Three patterns that work
Pattern 1 — Ask broad, then narrow
The fastest way to get to a useful answer is to start wide, then narrow based on what comes back.
| Turn | You | Why |
|---|---|---|
| 1 | "How's Sales doing?" | Wide opener |
| 2 | "Show me the three stuck deals." | Narrow on what was mentioned |
| 3 | "What does the Acme one need to unblock?" | Specific to one entity |
| 4 | "Draft a re-engagement email for it." | Move from analysis to action |
The Planner remembers the context across turns — you don't have to keep naming the deal.
Pattern 2 — State the outcome, not the steps
Tell the agent what you want done, not how to do it.
✅ "Send a payment reminder to all customers more than 30 days overdue." ❌ "Open Finance, filter invoices by status overdue, sort by age, then send each one an email…"
The agents know how to use their tools. You don't have to walk them through click-paths.
Pattern 3 — Use names, not pronouns when you change topic
Pronouns work inside a single thread of thought. They drift when you change topic.

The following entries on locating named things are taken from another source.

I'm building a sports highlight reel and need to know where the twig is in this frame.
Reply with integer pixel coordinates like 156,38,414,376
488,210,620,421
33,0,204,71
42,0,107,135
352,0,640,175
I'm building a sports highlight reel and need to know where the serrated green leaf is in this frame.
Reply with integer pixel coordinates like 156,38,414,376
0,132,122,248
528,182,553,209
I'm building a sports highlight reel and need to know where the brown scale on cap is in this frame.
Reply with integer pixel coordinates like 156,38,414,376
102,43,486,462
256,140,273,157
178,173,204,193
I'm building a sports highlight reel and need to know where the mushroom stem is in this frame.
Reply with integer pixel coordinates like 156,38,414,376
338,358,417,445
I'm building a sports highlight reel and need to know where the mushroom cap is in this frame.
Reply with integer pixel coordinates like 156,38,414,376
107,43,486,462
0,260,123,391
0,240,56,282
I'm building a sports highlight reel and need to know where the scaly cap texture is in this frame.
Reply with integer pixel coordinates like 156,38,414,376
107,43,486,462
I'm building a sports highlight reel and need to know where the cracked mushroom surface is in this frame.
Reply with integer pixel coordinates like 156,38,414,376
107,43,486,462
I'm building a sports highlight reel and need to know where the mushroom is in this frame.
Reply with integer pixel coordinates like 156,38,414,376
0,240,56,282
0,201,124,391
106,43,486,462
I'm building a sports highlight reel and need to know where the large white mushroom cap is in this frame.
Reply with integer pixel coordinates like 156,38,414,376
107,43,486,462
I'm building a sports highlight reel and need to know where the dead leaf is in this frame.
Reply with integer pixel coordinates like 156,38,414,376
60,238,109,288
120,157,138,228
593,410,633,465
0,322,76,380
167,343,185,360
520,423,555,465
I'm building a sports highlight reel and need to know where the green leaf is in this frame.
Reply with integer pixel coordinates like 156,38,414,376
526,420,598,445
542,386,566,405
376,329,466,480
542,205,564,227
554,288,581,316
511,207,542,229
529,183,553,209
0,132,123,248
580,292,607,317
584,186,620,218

✅ "What's the status of the Globex deal?" → after looking → "What about the GlobalTex one?" ❌ "What's the status of that one?" (which one?)
Names always work; pronouns sometimes do. When in doubt, name the thing.
Two patterns that don't work
Anti-pattern 1 — Asking for opinion, not analysis
✅ "What's our biggest risk this month, with evidence?" ❌ "Should we hire?"
"Should we hire" is a values question, not a data question. The agent will hedge, ask clarifying questions, eventually punt back to you. Save your tokens and your time. Reframe: "Given our current runway and pipeline, would a ₹15L/year hire bring runway below 6 months?" — that the agent can answer.
Anti-pattern 2 — Open-ended creative requests
✅ "Draft a re-engagement email for the Acme deal, in the customer's tone, mentioning the May timeline we discussed." ❌ "Write me a marketing strategy."
"Write me a marketing strategy" is a 50-page document the agent has no business writing. Reframe into a specific, scoped task. The agent shines at one task at a time, not strategy documents.
Useful question templates
Status checks
"How are we doing in [module]?" "What's the [metric] this [period] vs last [period]?" "Show me [entities] with [filter]."
Diagnoses
"Why is [metric] down?" "What's contributing to the drop in [metric]?" "Show me the [top N] [things] by [criterion]."
Forecasts
"Forecast [metric] for [period]." "What's the probability of hitting [goal] by [date]?" "If [scenario], what happens to [metric]?"
Actions
"Draft a [message type] for [recipient] about [topic]." "Run the [Playbook name] Playbook." "Update [entity] [field] to [value]." "Reassign [entities] from [owner] to [new owner]."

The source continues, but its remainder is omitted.